Forum Moderators: Robert Charlton & goodroi
DS: Talking about Panda, says that he’s getting a ton of emails from people who say that scraper sites are now outranking them after Panda.
MC: A guy on my team working on that issue. A change has been approved that should help with that issue. We’re continuing to iterate on Panda. The algorithm change originated in search quality, not the web spam team.
....
DS: Has it changed enough that some people have recovered? Or is it too soon?
MC: The general rule is to push stuff out and then find additional signals to help differentiate on the spectrum. We haven’t done any pushes that would directly pull things back. We have recomputed data that might have impacted some sites. There’s one change that might affect sites and pull things back.
DS: You guys made this post with 22 questions, but it sounds like you’re saying even if you’ve done that, it wouldn’t have helped yet?
MC: It could help as we recompute data. Matt goes on to say that Panda 2.2 has been approved but hasn’t rolled out yet.
DS: Reads an audience question – is site usability being considered as more of a factor?
MC: Panda isn’t directly targeted at usability, but it’s a key part of making a site that people like. Pay attention to it because it’s a good practice, not because Google says so.
"Suppose two blocks of ads caused your site to tip the scale to PandaLand"
I was at the Oxford Adsense road show and on the question about adds and the Panda update, the answer was that add placement has nothing to do with the recent update as long as the page is user friendly and has original content, not just a few words and a bunch of adds.
Time for some folks to come back down to earth...
Google's ads are discreet ..they are not "in your face"..they are not the first thing that hits you or "users" when you or "users" go to Google search page ( there are no ads on it ) ..and they are not the thing that hits you or "users" most about the serps returned for any search..
The past few days I'm hearing more reports of recovery and near recovery from sites that put in a lot of work. So what's been the delay in processing the changes?
Site 1: Came back from penalty June 6. Disappeared next day. Came back today.
Site 2 and 3: Came back from penalty June 7. Disappeared today.
Site 4: Never came back
Site 1: Disappeared today
Site 2 and 3: Came back today
Site 4: Still nowhere to be found
my site bombed on the 6th of june...
came back on the 11th and got the most traffic I've ever had for 2 days...
and then bombed back out the top 500 again today
Yes, publishers should not overdo it. But yes, users should compromise as well
Which is why I made the point that website owners need to compromise.
I replied to this with "Which is why I made the point that website owners need to compromise.
I should have added, however, that indeed, Google's ads at the very top of the SERPs before any of the listings are in fact in your face. They place their ads above the fold, above the content. So really...I can't imagine anything more in your face than that, short of a popup.
Donna is right and I've said that myself before.

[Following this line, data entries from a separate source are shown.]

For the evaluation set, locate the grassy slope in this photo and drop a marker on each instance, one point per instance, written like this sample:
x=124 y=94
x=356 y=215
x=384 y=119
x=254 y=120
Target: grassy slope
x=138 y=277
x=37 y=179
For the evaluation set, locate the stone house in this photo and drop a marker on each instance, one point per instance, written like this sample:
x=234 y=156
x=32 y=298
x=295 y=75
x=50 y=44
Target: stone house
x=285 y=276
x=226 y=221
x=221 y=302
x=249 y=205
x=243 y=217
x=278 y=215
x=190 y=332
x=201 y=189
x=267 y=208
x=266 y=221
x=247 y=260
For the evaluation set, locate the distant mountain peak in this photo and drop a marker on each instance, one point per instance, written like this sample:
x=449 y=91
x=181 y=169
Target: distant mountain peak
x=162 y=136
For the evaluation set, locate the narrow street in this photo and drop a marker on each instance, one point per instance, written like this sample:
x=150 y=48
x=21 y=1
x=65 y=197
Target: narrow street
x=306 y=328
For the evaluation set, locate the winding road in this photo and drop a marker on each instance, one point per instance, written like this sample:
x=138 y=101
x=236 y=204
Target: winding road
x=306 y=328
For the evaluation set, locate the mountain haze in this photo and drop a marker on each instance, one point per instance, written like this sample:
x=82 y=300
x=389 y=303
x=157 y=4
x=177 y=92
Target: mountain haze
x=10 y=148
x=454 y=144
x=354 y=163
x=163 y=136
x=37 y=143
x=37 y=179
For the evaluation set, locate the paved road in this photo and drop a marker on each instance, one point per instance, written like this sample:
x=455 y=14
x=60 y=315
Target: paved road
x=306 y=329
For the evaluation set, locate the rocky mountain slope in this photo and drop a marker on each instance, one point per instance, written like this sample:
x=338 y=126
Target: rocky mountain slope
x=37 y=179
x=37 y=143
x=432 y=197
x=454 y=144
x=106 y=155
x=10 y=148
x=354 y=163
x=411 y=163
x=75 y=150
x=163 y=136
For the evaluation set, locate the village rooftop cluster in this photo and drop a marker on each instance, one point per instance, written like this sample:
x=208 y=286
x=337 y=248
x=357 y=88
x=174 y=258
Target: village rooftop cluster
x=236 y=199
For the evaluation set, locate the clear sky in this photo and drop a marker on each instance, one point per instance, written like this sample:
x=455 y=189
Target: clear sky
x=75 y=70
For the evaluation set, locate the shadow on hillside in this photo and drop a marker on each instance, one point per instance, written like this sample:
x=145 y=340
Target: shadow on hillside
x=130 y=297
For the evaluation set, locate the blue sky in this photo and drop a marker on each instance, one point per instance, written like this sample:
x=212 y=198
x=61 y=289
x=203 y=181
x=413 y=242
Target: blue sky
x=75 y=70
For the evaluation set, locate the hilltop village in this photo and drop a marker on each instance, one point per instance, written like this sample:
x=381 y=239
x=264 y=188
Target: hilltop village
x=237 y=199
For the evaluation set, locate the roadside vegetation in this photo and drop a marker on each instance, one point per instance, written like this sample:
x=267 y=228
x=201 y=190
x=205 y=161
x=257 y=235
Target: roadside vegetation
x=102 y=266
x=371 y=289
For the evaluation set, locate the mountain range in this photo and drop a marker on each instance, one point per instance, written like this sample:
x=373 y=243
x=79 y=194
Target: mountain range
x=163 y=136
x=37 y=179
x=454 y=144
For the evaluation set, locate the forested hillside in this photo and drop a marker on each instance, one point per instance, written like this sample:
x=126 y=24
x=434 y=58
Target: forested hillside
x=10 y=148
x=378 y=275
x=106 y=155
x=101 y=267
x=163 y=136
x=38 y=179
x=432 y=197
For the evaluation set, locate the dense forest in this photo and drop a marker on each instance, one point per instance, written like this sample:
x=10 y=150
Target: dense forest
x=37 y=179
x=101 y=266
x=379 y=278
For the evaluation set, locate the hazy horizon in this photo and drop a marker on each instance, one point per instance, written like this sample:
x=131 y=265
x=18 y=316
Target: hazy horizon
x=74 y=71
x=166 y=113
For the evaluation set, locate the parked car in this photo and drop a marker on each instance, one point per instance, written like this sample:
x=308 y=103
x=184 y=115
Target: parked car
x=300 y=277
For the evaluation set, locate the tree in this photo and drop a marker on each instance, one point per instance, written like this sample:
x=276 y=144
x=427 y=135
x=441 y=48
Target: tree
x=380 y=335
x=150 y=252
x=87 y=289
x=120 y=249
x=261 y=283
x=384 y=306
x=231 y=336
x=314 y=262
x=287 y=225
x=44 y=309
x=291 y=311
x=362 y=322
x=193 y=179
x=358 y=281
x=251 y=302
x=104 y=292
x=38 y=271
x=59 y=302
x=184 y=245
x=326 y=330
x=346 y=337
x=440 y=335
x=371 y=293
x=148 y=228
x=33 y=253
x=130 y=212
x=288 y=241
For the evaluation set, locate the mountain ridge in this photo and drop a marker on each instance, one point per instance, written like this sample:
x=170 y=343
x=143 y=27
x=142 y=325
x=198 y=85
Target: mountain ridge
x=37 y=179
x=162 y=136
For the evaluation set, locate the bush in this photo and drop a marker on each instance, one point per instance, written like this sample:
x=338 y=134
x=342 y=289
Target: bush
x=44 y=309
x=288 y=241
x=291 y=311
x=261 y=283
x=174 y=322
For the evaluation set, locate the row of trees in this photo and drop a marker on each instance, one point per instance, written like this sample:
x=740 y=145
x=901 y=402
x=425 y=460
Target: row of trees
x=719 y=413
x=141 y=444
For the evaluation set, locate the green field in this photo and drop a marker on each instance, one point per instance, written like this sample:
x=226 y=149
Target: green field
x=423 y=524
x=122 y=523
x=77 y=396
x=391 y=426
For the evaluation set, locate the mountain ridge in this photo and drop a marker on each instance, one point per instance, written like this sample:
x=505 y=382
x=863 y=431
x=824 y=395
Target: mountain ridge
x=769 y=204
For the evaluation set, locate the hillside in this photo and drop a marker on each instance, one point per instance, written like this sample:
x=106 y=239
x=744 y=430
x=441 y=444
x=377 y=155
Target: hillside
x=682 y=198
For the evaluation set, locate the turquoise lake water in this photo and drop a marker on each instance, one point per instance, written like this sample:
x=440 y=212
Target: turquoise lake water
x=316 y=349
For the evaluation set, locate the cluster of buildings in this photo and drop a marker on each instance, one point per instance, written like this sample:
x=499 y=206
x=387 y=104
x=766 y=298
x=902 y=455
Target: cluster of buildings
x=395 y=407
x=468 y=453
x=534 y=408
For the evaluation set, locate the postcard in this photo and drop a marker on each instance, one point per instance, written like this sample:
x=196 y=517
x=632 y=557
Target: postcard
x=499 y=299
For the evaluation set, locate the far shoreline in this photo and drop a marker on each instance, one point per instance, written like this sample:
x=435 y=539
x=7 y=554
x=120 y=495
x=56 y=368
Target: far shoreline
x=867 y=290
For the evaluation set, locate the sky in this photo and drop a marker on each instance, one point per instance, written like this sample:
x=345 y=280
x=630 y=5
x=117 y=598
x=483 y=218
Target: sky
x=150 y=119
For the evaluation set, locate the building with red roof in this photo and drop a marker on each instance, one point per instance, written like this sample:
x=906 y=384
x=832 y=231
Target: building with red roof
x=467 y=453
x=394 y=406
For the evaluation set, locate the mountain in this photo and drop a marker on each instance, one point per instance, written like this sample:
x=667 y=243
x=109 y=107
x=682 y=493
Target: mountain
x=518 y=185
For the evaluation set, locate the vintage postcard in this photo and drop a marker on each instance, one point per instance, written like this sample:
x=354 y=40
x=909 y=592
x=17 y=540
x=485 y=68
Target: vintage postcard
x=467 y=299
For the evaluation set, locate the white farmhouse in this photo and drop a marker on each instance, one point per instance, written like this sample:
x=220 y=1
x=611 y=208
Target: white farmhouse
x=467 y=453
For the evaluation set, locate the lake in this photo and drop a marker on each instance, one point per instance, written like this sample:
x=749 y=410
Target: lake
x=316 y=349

Look at Google's page, and then look at your own page.
More often than not, Google's ads are up in your face more than webmasters' ads.

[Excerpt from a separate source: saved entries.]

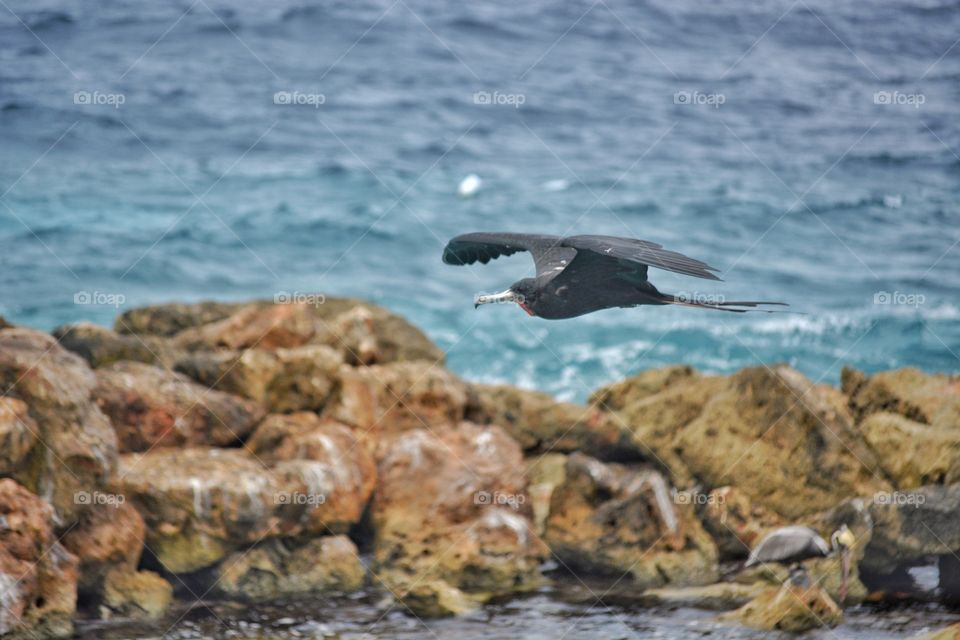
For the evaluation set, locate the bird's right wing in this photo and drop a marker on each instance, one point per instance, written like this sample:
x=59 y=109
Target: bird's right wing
x=641 y=252
x=549 y=254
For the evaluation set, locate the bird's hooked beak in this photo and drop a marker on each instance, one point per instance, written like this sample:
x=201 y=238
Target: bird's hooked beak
x=504 y=296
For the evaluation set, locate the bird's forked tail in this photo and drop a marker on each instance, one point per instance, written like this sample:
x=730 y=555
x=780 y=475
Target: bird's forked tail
x=721 y=305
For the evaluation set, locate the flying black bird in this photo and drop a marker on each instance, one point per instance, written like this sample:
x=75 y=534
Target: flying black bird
x=582 y=274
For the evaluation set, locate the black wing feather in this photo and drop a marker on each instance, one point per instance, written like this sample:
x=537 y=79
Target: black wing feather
x=643 y=252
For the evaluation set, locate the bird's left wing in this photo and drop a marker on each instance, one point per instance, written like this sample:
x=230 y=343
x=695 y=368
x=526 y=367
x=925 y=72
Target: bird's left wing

[edited by: Leosghost at 2:09 pm (utc) on Jun 14, 2011]
More often than not, Google's ads are up in your face more than webmasters' ads.
Alyssa, some of those those sites mentioned in the Warrior Forum are the type that Google loves to outright ban or give a -50 penalty. But they have dozens and dozens of sites so they play their odds. I'd be surprised if Google let most of them out.
My unique content sites are nowhere to be seen. They went from top rankings to page 100+ or no ranking at all.
My sites with scraped content? All three of them improved, one even took #1.
a good time to run a copyscape check and see if you can weed out any duplicate content.
That means Panda is hunting for business plans that are essentially parasitic and feeding off the Google SERPs in some fashion or other. It's important to bump any "cleverness" up against that reality check.